One of the exceptional experiences I've had in this fandom are the fanfic challenges.  Not just the Starburst Challenges, but going all the way back to the SciFi Board.  They challenge not so much writing ability as imagination.  One of the best examples I have is Lost Porkie.  At first glance, that was an ABSURD challenge.  It came out of the amazingly fertile and slightly twisted (in a good way) brain of Pitdog.  I love that story because I managed to take what seemed to be a ridiculous prompt, turned it on its ear, and came up with a good story.  The only challenge response I am more proud of is the story I wrote for Starburst Challenge 11:  Foot Falls. 

So the answer is yes.  I won't say that I could come up with a story for ANY sentence or phrase, but they all have potential.  ;)

Nette:
I am in awe that just one sentence can bring about these wonderful stories of yours.  Your imagination is an amazing place Crash and thank you for sharing it with us.

I loved "Lost Porkie" and how you brought those words into the story.  Aeryn misunderstanding John's words again   ;)


Nette

KernilCrash:

--- Quote from: Nette on April 25, 2009, 09:12:21 AM ---I am in awe that just one sentence can bring about these wonderful stories of yours.  Your imagination is an amazing place Crash and thank you for sharing it with us.
--- End quote ---

The first time a small germ blossomed into a full-fledged story inside my head was just amazing.  If I had been writing (or at least making up fiction even if I never put it down on paper) my entire life, it might not have been such an incredible experience.  I have occasionally joked that I thought David Kemper had hacked into my keyboard and that he was taking over my machine.  When a story appears full-blown on the page without any sense of a creative process, that's really what it feels like.  The best example I have of that happening is Hush.  That story was just suddenly THERE, with very little cranial activity on my part.  The other totally astounding moment was when I was writing Reversal, and John suddenly began fighting and killing everyone in the hangar bay.  I never envisioned that or intended for it to be in the story.  I was happily pounding away at the keys, and all of a sudden he went into motion. 

:o 

"Hey!!  What the heck are you doing!?!?!  Cut that out!  You're John Crichton!  You don't kill people!  Stop that!!!"  <Crash checks under her keyboard to see if there is a cable leading back to David Kemper's computer.>

And he just kept on fighting.  ;D 

Those moments are so rare and so much fun because the writer gets to experience the story as a surprise and enjoy the unexpected moments the same way the readers do. 

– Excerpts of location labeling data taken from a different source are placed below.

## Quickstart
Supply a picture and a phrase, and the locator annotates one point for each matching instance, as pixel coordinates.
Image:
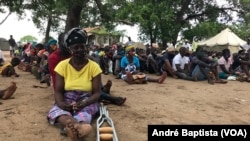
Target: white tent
(225, 39)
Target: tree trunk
(49, 23)
(73, 16)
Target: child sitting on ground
(8, 69)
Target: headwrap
(51, 42)
(128, 48)
(75, 36)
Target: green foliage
(28, 39)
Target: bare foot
(83, 129)
(120, 101)
(71, 131)
(163, 77)
(106, 88)
(220, 81)
(9, 91)
(129, 78)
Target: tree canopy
(158, 20)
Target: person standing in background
(12, 44)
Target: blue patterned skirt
(84, 115)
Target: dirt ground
(23, 117)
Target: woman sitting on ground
(8, 69)
(8, 92)
(76, 104)
(130, 67)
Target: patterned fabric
(84, 115)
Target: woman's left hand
(79, 105)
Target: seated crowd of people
(69, 61)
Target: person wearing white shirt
(2, 59)
(246, 46)
(187, 45)
(181, 65)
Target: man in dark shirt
(166, 60)
(204, 68)
(12, 44)
(241, 63)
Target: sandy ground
(23, 117)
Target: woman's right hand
(65, 106)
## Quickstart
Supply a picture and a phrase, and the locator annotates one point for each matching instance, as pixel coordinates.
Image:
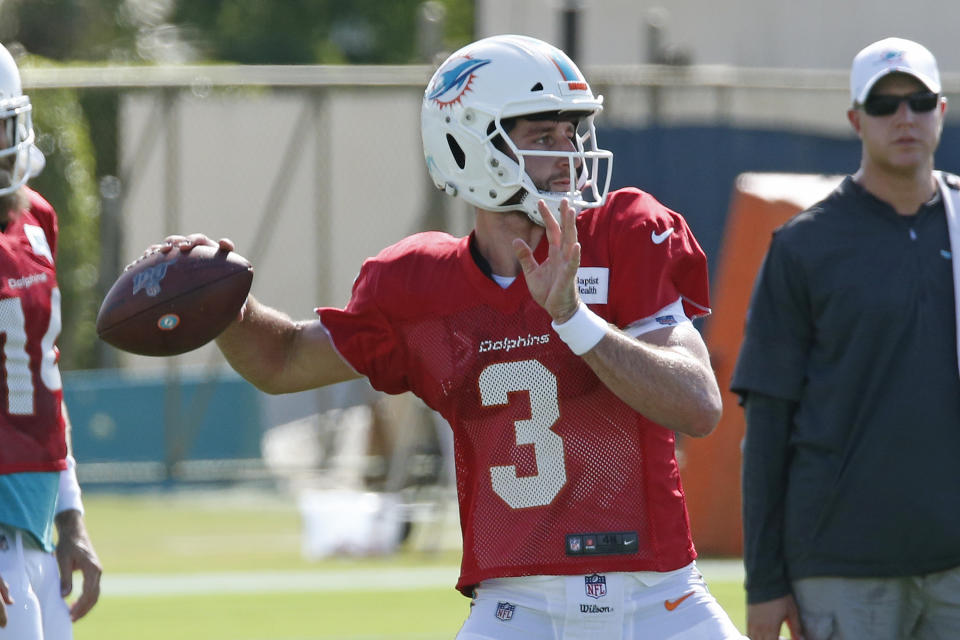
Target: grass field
(227, 566)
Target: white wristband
(582, 331)
(68, 497)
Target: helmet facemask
(583, 163)
(16, 158)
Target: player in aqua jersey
(556, 339)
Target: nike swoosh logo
(658, 238)
(673, 604)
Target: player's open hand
(552, 283)
(75, 553)
(764, 619)
(184, 244)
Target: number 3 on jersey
(16, 359)
(496, 382)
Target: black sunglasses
(885, 105)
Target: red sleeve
(655, 259)
(364, 336)
(44, 213)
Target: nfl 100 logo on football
(505, 610)
(149, 279)
(595, 585)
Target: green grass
(177, 535)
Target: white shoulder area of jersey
(669, 316)
(38, 241)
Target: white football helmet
(487, 82)
(16, 120)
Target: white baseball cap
(892, 55)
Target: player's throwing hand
(552, 283)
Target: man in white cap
(849, 379)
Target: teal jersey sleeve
(28, 502)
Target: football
(171, 303)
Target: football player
(556, 339)
(38, 482)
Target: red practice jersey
(31, 421)
(555, 474)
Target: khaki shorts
(910, 608)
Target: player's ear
(853, 115)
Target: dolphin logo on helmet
(456, 79)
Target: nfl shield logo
(595, 585)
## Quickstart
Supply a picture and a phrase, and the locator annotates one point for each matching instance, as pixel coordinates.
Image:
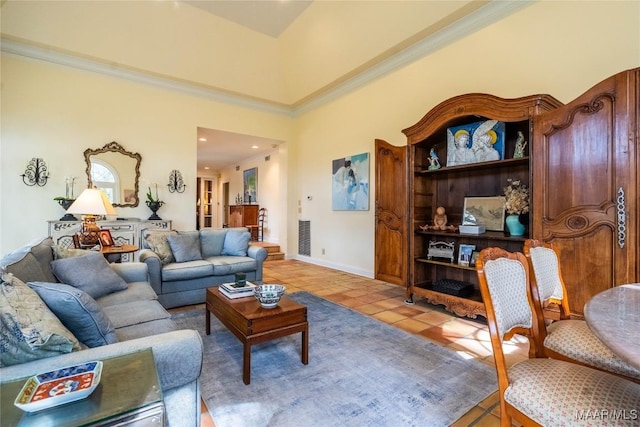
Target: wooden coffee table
(252, 324)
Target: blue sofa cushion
(78, 312)
(186, 270)
(224, 265)
(212, 241)
(185, 246)
(31, 262)
(157, 242)
(236, 243)
(30, 331)
(91, 273)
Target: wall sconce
(176, 184)
(35, 173)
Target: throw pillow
(157, 242)
(236, 243)
(91, 273)
(30, 331)
(185, 246)
(78, 312)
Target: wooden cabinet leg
(246, 363)
(305, 346)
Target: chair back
(504, 285)
(546, 277)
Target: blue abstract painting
(350, 177)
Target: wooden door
(585, 193)
(391, 254)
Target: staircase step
(274, 256)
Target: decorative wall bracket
(36, 173)
(176, 183)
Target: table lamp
(90, 203)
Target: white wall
(559, 48)
(54, 112)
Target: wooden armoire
(581, 165)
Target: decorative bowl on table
(269, 295)
(60, 386)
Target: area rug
(361, 372)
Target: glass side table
(129, 394)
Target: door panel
(583, 159)
(391, 213)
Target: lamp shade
(92, 202)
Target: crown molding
(490, 13)
(47, 54)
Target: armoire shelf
(580, 164)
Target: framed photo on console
(464, 254)
(105, 238)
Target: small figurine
(520, 144)
(439, 222)
(434, 160)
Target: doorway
(225, 204)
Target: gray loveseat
(137, 321)
(183, 264)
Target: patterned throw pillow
(185, 246)
(157, 241)
(30, 331)
(91, 273)
(80, 313)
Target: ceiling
(222, 149)
(270, 17)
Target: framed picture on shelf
(487, 211)
(464, 254)
(475, 143)
(474, 257)
(105, 238)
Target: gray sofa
(139, 320)
(183, 264)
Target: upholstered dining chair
(566, 339)
(541, 391)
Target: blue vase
(514, 225)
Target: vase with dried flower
(68, 198)
(154, 204)
(517, 203)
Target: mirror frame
(117, 148)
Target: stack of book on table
(231, 290)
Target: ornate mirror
(116, 171)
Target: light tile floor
(385, 302)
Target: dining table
(613, 315)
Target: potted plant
(517, 202)
(154, 203)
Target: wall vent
(304, 238)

Let me toss out that I believe imagination can be developed and nurtured.  Stephen King's book 'On Writing' was a revelation to me because I was stunned by some of his imagery, and because it revealed so clearly how he continues to take ordinary, mundane moments in life and turn them sideways to create ideas for his stories.  It was after reading his book that I began exercising that mental process.  If you spend enough time looking at everyday sights and events and asking "How could this fit into a story?", it eventually turns into a habit and an at-your-fingertips kind of tool that you can use for creating stories.

I work a couple of days a week at a video shop -- the type of place that rents out DVDs.  Yesterday, a woman came in with a 4-5 year old boy.  The child, Riley, proceeded to absolutely trash the shop while his mother did almost nothing to stop him.  It took me about 3 hours in between customers to find all the DVD covers and tags that he had misplaced and put them back where they belonged.  I never got upset because 1) it's just DVDs, not airplanes; and 2) because from the moment it started, I realized I had a great background character for a story.  I was getting a bang out of watching this thoroughly undisciplined, energetic child be just that ... a child.  He's exactly the sort of person that a writer wants to save up and plug into the scenery when the story can stand a little not-central-to-the-plot mayhem somewhere. 

Seeing stuff that way takes time, practice, and a routine of storing up notes whenever you see a studendous personality like Riley's.